The effects are also evaluated to determine if the effect happened or not. If the effects were not accomplished, the input activities and resources may be investigated to determine why the particular effect did not occur.

When the tool 40 is used, the elements 14, 16, 20, 24 may be saved in an element database 54 and the links between the elements, as shown by the influence arrows 22, 26 may saved in a linking database 56. The attributes or metadata may be saved in an attribute database 58.

The databases 54, 56, 58 of the tool 40 may be used to produce a design question report 60, a change proposition report 62, an element link table 64 and an attribute report 66. The report 60 may show the questions that were used to develop the logic map 12 so that the user can both see and hear the questions to further reflect and think about the questions. The report 62 is a complete logic map that may be used to propose a change. Because the report 62 has all the logical reasoning behind the goal it may be a complete and fully developed and persuasive initiative. The table 64 presents all the linked elements in a table format. The attribute report 66 shows all the attributes for each element 14, 16, 20, 24.

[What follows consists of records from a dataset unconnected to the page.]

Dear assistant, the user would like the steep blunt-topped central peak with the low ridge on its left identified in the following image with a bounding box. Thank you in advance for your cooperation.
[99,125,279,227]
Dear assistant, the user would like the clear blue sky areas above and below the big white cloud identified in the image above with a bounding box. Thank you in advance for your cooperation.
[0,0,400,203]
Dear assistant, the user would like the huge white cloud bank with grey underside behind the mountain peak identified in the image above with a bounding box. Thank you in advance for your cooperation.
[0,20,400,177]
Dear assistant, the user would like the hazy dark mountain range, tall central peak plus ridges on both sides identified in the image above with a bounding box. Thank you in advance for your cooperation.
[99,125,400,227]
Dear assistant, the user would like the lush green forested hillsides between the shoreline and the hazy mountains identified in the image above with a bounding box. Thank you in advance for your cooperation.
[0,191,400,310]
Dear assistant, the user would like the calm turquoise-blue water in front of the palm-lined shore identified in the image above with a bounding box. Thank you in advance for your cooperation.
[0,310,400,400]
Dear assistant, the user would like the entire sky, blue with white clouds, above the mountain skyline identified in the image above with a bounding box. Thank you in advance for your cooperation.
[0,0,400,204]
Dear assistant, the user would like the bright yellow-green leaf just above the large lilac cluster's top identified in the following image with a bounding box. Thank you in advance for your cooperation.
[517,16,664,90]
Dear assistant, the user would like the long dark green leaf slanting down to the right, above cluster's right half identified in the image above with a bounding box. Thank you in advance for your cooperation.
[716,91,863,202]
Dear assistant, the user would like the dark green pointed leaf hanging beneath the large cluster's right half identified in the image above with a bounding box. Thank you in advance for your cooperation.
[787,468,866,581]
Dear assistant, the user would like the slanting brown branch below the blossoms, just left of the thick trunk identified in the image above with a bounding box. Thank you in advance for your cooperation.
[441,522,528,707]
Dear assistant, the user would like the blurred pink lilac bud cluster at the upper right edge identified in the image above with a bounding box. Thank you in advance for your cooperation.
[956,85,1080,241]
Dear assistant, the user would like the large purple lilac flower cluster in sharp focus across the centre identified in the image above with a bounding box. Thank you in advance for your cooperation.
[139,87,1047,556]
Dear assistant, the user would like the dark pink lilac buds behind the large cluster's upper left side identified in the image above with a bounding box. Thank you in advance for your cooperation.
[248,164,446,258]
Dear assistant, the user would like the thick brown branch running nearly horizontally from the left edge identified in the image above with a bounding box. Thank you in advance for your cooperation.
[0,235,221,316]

By requiring all information in the input unit 16, the effect unit 20 and the goal unit 24 to be measurable, it is easier to evaluate later whether the activity elements were carried out or not, whether the effects occurred or not and whether the goals were fulfilled or not.

While the present invention has been described in accordance with preferred compositions and embodiments, it is to be understood that certain substitutions and alterations may be made thereto without departing from the spirit and scope of the following claims.